En agriculture biologique, la gestion de la fumure de fond doit faire l’objet d’une attention particulière. Maddalena Moretti, conseillère référente en agriculture biologique et prairies de l’association Littoral Normand (1), alerte ainsi sur les exportations de phosphore et, dans une moindre mesure, de potasse.
« Les fourrages et les cultures de lin ou de chanvre représentent les prélèvements les plus importants en exportant la plante entière », précise l’experte. À l’échelle d’une exploitation, même lorsque tous les effluents sont restitués, le bilan n’est pas nul car une partie est exportée sous forme de viande ou de lait. Elle indique : « Plus les fermes sont en autonomie, plus la surveillance de l’évolution des teneurs en phosphore et potasse s’impose. J’ai souvent pu observer que les aliments achetés, ainsi que la paille, contribuent à l’équilibre. »
De 80 à 100 % du phosphore disponible dès la première année
Lors de conversions en bio, les sols présentent régulièrement des teneurs élevées. À la suite de celles-ci, Maddalena Moretti constate « des baisses rapides en seulement trois à cinq ans, avec une stabilisation ensuite à des niveaux parfois bas ». Or, les légumineuses notamment sont rapidement pénalisées par un déficit. La conseillère souligne que « même si elles sont pertinentes en cultures, les analyses de sol n’offrent qu’une estimation des quantités réellement disponibles. Elles ont tendance à minimiser la capacité des plantes à solubiliser les éléments. »
En ce qui concerne les prairies, c’est le diagnostic nutritionnel qui constitue le meilleur indicateur en cas de baisse de rendement. Pour lever le doute, un apport de phosphates naturels tendres sur une petite surface permet d’observer la réponse des plantes. Elle est souvent rapide et visible pour les légumineuses.
La meilleure solution pour corriger l’éventuelle dégradation vient des effluents d’élevage. La conseillère précise : « De 80 % à 100 % du phosphore qu’ils apportent sont disponibles dès l’année d’épandage et 100 % de la potasse » Les effluents les plus riches en matière sèche seront les plus concentrés.
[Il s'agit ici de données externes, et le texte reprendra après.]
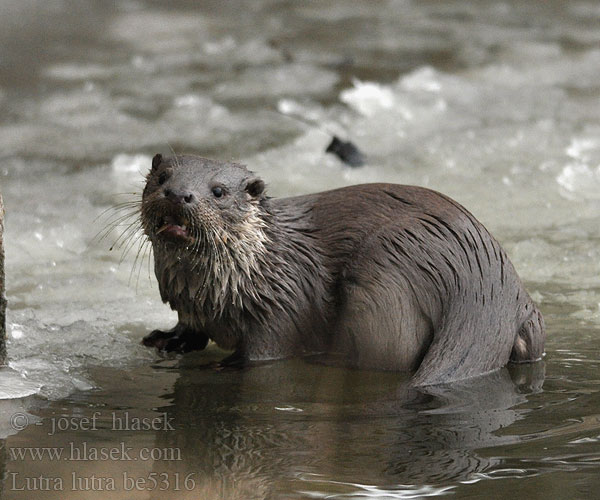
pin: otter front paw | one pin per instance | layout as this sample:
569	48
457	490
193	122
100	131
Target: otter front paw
180	339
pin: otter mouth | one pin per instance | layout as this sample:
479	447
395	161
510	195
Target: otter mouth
175	229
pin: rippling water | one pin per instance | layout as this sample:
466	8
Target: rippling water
493	103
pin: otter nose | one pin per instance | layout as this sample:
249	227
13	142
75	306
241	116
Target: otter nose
179	197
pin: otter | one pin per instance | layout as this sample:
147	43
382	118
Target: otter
388	276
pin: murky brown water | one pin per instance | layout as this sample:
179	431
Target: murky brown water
495	103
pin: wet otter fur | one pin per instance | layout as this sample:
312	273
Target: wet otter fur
391	277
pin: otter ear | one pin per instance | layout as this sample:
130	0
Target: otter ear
156	161
254	187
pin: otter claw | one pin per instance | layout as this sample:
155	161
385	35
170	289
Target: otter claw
180	339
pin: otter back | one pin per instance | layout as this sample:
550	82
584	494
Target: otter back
391	277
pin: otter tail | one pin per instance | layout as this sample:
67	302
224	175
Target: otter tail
529	343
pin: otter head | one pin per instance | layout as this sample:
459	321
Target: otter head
192	202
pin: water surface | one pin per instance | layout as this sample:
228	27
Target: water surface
493	103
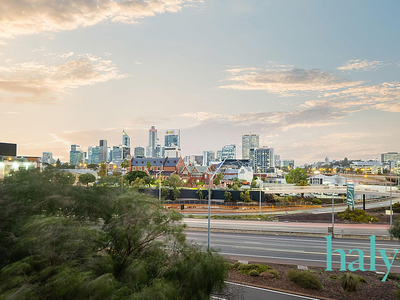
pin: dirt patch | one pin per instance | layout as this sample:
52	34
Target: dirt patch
372	289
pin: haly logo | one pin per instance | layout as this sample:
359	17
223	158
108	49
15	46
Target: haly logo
360	260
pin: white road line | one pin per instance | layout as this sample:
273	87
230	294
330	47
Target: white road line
272	291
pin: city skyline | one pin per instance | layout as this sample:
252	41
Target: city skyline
310	83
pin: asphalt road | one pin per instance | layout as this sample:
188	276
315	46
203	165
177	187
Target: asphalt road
362	229
305	251
255	293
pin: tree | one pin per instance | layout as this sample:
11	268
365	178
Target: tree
245	196
175	181
93	166
125	164
85	179
218	178
228	196
96	243
297	176
103	169
199	194
131	176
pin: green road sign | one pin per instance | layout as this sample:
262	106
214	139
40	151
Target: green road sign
350	193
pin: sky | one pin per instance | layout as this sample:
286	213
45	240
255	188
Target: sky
312	78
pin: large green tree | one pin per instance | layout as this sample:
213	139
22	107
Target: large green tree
297	176
60	241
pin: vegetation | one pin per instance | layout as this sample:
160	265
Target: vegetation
349	282
60	241
297	176
316	201
218	178
304	279
357	215
132	176
85	179
228	196
199	194
245	196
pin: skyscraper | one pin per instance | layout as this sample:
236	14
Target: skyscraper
263	159
76	155
103	154
173	138
152	142
249	141
228	152
139	152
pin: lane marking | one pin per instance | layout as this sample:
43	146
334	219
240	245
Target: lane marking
271	291
300	259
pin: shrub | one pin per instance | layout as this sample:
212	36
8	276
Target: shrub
349	282
304	279
361	279
229	266
245	269
316	201
254	273
393	276
357	215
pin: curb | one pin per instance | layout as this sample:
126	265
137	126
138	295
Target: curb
289	233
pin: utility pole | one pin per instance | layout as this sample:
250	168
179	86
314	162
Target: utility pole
209	204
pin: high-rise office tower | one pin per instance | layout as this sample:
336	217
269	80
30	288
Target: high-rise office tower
249	141
228	152
151	148
103	154
173	138
208	156
126	140
263	159
94	155
76	155
139	152
47	158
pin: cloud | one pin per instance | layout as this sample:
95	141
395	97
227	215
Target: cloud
286	81
42	83
66	55
360	65
39	49
31	17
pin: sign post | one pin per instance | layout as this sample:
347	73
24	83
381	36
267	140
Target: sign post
350	194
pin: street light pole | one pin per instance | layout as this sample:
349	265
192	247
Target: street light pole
209	205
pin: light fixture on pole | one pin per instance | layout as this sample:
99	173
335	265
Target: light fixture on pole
209	203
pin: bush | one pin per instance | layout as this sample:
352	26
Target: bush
349	282
304	279
393	276
245	269
362	279
254	273
316	201
236	265
357	215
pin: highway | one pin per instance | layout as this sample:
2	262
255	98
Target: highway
299	227
305	251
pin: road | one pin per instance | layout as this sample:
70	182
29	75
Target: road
359	229
293	250
256	293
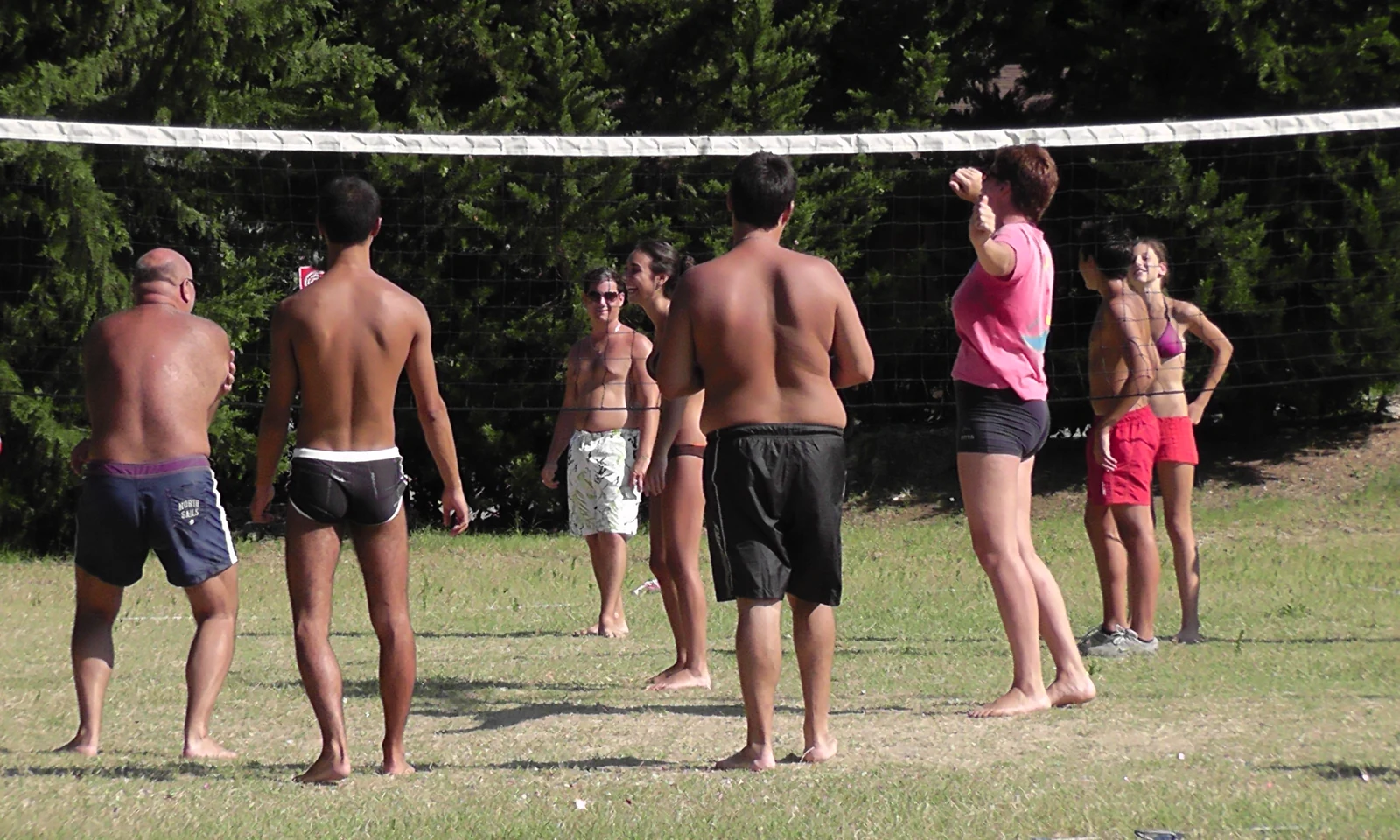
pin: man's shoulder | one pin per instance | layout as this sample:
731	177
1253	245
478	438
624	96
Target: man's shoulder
207	326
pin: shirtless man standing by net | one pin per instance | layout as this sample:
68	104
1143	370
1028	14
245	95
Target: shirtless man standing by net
153	377
770	335
343	343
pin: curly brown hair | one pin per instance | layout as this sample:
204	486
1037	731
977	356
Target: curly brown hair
1032	175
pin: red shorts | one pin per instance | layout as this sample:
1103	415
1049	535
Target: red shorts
1178	441
1133	444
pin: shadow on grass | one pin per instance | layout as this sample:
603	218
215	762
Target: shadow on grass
161	774
1309	640
916	466
513	716
1343	772
599	763
424	634
500	718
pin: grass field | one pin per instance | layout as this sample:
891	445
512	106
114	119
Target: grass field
1287	724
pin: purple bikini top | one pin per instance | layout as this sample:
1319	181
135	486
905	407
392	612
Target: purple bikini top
1169	345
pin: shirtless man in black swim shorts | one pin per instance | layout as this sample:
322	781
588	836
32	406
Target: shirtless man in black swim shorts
770	335
153	377
343	343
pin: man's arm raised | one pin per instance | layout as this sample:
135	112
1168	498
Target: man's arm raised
564	424
224	356
648	398
1203	328
853	363
272	430
438	426
676	371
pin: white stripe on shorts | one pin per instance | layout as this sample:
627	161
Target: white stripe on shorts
346	457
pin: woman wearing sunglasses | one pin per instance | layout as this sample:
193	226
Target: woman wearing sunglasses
608	424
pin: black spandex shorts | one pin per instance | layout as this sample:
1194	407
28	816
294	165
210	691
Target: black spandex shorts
774	511
998	422
172	508
357	487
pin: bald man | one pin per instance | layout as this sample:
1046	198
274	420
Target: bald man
153	375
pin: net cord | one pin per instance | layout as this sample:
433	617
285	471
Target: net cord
42	130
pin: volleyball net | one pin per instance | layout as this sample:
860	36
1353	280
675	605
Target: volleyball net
1284	230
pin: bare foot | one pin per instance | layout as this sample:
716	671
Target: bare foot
819	752
81	744
674	668
681	679
1012	704
748	760
1068	690
396	767
206	748
606	630
326	770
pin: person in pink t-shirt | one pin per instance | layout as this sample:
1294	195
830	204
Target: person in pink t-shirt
1001	312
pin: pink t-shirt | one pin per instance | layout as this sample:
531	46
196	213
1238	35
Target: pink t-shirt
1004	321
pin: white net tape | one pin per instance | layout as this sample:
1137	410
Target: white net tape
713	146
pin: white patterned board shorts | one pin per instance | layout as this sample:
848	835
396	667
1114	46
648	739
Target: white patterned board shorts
601	497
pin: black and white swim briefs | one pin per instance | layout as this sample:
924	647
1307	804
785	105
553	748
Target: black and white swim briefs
357	487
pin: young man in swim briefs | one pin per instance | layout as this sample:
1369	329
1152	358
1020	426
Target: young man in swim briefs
1122	447
343	343
608	424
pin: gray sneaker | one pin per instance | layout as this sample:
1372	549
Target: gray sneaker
1122	643
1138	646
1094	639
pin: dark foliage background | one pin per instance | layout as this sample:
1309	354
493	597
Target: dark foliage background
1292	244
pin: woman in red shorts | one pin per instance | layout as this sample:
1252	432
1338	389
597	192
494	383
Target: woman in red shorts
1178	417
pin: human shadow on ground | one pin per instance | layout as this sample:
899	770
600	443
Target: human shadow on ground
599	763
436	690
914	466
1343	772
151	774
420	634
503	716
1311	640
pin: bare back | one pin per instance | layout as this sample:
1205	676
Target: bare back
153	377
604	382
1120	326
763	321
350	335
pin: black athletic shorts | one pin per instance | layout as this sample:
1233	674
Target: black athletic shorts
998	422
172	508
774	511
357	487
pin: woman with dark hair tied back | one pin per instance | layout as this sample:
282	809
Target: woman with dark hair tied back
1001	312
1176	455
674	482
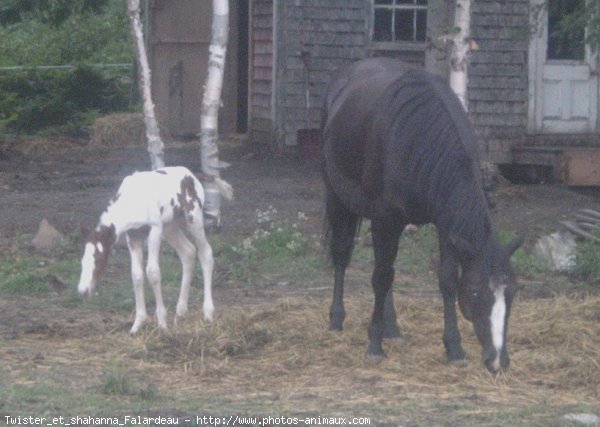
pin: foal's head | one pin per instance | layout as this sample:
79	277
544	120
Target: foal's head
485	293
97	247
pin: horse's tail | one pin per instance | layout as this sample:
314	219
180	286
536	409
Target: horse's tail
341	228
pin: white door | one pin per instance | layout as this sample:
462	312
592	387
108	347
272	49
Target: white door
563	73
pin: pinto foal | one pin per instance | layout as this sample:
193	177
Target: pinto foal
150	205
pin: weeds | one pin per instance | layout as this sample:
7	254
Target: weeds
587	260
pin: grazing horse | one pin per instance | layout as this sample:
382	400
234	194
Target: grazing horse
399	149
152	205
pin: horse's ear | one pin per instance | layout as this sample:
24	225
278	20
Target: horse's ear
515	244
464	248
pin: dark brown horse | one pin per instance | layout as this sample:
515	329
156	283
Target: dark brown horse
399	149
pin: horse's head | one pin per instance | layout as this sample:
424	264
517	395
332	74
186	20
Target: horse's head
97	247
485	293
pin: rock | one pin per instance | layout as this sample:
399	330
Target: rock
557	250
47	237
583	419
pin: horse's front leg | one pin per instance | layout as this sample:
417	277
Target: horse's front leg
136	252
390	328
448	282
153	274
385	244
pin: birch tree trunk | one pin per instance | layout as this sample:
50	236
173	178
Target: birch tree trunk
211	101
459	56
155	143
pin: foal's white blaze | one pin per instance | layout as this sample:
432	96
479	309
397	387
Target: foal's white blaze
497	321
87	269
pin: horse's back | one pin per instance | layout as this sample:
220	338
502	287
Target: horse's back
350	100
385	129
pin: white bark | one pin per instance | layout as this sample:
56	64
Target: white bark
459	56
211	101
155	143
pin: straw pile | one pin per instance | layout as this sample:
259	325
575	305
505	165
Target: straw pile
281	351
285	351
119	129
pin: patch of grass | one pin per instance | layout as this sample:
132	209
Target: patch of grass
276	250
23	275
116	382
587	260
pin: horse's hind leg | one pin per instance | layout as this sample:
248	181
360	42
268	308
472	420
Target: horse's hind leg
386	234
342	225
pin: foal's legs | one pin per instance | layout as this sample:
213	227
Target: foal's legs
205	256
342	224
153	274
187	255
386	234
136	253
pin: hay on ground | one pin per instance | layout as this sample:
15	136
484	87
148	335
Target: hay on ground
282	351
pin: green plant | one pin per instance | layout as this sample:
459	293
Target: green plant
34	100
587	260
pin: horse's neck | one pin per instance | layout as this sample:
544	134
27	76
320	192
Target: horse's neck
469	220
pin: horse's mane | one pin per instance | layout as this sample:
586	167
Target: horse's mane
431	155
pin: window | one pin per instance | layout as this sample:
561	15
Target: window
399	20
566	29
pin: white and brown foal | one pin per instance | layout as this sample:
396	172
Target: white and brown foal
153	205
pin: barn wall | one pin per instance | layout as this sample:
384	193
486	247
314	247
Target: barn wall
261	71
179	36
317	36
498	73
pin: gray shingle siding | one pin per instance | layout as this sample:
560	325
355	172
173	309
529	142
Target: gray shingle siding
498	70
332	33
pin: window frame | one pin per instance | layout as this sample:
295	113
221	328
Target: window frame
403	45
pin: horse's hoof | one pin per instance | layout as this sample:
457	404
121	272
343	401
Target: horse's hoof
456	356
375	358
392	331
398	340
336	327
459	363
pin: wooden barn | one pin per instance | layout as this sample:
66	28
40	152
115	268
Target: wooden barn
532	96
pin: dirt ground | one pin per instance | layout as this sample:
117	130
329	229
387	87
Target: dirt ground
70	183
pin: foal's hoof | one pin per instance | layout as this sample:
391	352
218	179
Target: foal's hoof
456	357
337	328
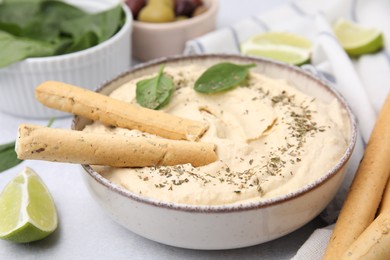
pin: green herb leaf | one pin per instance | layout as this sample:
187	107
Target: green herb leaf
40	28
91	30
221	77
14	49
8	157
155	92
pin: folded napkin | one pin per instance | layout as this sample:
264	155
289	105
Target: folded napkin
364	82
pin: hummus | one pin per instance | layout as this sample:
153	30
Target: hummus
271	139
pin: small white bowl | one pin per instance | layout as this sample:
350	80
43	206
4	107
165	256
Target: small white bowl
87	68
156	40
226	226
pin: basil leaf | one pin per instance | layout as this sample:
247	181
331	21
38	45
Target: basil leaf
155	92
221	77
8	157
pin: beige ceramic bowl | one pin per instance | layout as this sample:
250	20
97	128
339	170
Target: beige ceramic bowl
156	40
226	226
86	68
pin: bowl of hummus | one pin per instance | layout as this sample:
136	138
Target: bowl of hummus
282	139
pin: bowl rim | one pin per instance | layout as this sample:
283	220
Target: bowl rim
75	55
211	11
236	207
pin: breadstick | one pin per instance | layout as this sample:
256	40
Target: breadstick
114	112
62	145
374	242
385	203
366	190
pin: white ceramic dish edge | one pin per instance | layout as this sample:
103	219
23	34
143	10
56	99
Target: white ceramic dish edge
227	226
87	68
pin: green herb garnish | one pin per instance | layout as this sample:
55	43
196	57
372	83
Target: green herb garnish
222	77
155	92
47	28
8	157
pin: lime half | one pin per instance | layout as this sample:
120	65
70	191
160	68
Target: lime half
27	210
281	46
356	39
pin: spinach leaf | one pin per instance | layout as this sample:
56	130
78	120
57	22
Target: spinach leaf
155	92
42	28
8	158
14	49
221	77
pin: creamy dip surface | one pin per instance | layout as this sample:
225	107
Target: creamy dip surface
271	140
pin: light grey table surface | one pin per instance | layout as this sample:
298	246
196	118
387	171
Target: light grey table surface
85	232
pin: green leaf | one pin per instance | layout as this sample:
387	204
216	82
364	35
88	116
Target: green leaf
8	157
93	29
155	92
39	28
221	77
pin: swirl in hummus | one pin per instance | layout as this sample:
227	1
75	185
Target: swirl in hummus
271	139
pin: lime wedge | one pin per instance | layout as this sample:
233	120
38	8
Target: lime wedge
356	39
280	46
27	210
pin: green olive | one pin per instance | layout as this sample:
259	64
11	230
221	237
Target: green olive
170	3
156	13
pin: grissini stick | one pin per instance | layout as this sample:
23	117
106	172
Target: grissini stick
385	203
374	242
366	190
62	145
110	111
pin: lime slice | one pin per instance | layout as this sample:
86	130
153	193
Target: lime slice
281	46
356	39
27	210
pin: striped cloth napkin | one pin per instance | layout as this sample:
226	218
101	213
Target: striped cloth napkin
364	82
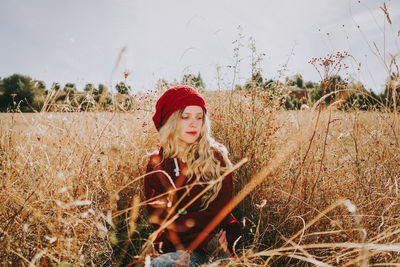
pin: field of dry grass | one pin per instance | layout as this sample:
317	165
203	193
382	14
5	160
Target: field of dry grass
317	187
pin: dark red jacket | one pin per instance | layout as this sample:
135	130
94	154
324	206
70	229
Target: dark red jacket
188	226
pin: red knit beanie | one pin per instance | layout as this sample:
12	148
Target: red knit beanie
173	99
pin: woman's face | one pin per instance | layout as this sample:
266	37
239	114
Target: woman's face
190	124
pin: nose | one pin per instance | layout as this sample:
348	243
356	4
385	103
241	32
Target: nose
193	122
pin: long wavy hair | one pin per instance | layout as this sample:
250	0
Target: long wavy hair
199	156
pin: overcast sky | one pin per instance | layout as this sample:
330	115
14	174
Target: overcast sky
80	41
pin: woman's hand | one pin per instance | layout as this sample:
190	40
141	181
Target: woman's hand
223	242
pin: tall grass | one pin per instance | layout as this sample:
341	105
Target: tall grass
320	186
324	193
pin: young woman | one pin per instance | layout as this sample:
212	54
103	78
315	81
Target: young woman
189	160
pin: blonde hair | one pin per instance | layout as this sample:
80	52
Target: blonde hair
199	156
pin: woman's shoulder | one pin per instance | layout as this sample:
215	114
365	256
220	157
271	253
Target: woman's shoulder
220	152
155	158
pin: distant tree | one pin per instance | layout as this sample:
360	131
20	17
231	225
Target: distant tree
331	86
122	88
56	86
90	88
310	85
20	91
41	85
102	89
70	89
393	82
299	81
162	85
193	81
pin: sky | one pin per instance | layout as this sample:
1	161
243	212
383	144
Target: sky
96	41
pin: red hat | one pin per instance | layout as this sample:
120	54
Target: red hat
173	99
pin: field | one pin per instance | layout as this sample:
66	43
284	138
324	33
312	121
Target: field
319	186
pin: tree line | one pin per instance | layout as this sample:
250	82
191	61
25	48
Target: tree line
24	94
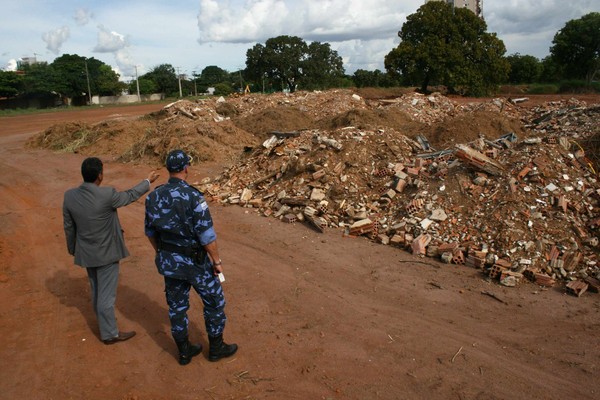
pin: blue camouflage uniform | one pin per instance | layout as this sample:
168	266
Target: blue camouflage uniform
177	215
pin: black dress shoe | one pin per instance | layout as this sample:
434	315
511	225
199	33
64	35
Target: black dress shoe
123	336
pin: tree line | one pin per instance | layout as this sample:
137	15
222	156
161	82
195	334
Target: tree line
439	46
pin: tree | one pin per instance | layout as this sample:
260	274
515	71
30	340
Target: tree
11	84
323	67
69	77
72	75
524	69
550	70
443	45
280	59
107	81
377	78
212	75
164	78
576	48
287	61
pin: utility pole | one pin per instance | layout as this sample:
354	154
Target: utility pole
137	84
179	80
87	75
195	89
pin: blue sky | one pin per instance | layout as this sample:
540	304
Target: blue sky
193	34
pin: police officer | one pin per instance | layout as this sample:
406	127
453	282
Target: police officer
180	228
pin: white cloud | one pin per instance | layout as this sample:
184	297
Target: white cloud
55	39
82	16
11	65
110	41
331	21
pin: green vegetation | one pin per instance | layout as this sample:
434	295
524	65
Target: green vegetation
440	47
288	62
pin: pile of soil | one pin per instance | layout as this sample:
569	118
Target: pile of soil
355	151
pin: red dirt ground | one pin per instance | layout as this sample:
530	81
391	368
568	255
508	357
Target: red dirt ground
316	316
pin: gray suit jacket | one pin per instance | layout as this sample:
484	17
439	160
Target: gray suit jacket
92	227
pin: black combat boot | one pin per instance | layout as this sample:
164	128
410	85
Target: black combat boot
220	349
187	351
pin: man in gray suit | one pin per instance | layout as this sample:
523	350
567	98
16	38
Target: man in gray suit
95	237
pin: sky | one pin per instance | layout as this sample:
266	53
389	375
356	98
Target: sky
134	36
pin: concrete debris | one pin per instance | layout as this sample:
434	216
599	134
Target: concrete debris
507	189
511	208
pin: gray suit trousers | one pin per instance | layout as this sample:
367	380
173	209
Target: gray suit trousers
103	282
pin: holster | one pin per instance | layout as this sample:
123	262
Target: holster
184	251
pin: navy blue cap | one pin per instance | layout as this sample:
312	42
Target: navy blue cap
177	160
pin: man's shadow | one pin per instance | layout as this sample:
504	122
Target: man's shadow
74	292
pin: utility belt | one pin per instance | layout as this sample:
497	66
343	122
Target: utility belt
184	251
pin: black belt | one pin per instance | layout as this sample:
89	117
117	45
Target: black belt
173	248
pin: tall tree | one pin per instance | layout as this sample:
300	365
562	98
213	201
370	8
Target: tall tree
106	80
524	69
443	45
164	78
280	59
323	67
576	48
70	78
212	75
77	76
11	84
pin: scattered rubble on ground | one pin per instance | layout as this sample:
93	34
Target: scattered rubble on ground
492	185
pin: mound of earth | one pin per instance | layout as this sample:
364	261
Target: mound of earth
485	183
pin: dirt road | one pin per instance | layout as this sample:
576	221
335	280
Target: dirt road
316	316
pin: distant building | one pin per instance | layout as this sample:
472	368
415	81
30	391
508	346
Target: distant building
26	61
474	5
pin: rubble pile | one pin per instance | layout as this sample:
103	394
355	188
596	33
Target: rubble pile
512	207
507	189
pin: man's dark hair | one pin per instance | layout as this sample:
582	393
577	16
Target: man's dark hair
90	169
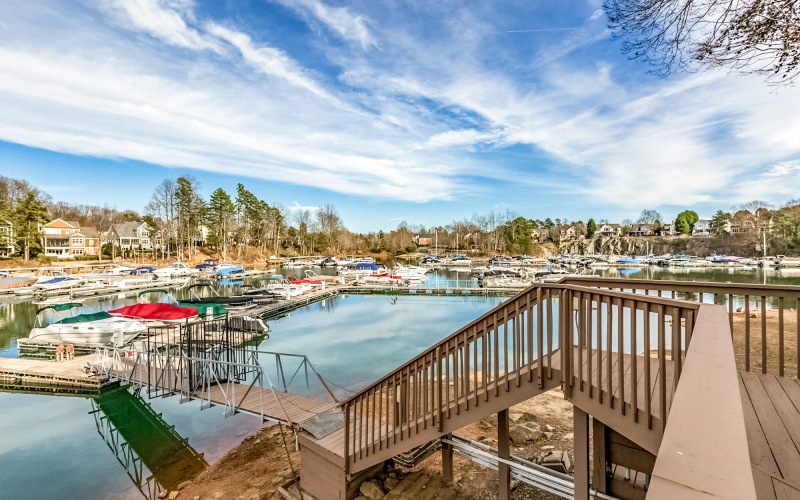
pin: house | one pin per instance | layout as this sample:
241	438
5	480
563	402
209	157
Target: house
134	236
702	228
668	229
6	239
66	240
423	240
641	230
609	230
567	233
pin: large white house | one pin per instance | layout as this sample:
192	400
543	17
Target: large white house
134	235
6	239
66	240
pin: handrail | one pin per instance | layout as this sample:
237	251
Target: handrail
520	339
758	341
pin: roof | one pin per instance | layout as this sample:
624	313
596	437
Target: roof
127	229
60	223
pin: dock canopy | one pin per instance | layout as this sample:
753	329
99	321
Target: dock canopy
162	312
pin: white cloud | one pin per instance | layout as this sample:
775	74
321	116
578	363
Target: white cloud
340	20
162	19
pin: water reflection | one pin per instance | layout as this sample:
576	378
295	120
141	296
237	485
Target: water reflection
153	454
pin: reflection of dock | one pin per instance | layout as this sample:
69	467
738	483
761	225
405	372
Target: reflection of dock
25	373
154	455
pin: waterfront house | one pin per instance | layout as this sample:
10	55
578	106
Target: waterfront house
423	240
6	239
702	228
66	240
609	230
134	235
641	230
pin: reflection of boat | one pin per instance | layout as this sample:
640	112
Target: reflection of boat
73	322
154	455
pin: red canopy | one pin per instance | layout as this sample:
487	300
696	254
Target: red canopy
155	311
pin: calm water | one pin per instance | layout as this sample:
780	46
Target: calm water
58	446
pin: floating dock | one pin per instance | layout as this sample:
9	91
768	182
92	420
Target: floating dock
18	373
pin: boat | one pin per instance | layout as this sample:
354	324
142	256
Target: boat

Ainsi, elle ajoute que « les composts et fumiers équins sont parmi les sources les plus intéressantes. Concernant ces derniers, la plateforme Val’Fumier permet d’identifier des fournisseurs potentiels ». « Les couverts végétaux contribuent également à la solubilisation des éléments minéraux, explique Maddalena Moretti. Éviter les sols nus est ainsi aussi important pour l’azote que les autres éléments nutritifs. »
Favoriser la solubilisation
Soulignant que les solutions d’apports de ces éléments en bio sont limitées et coûteuses, Maddalena Moretti rappelle que les sources minérales de phosphore sont sous des formes peu disponibles. Par ailleurs, cet élément est souvent abondamment présent dans le sol mais difficile à mobiliser.
« Il est donc important de veiller aux apports, mais aussi de corriger les pH faibles qui limitent sa solubilisation, explique la conseillère. Sans oublier que la vie du sol favorise aussi sa disponibilité. » L’apport de matière organique, dont les effluents d’élevage, contribue ainsi directement et indirectement à préserver la fertilité pour cet élément.
(1) Association de conseil en élevage et contrôle de performance des départements du Calvados, de la Manche, de l’Eure et de la Seine-Maritime.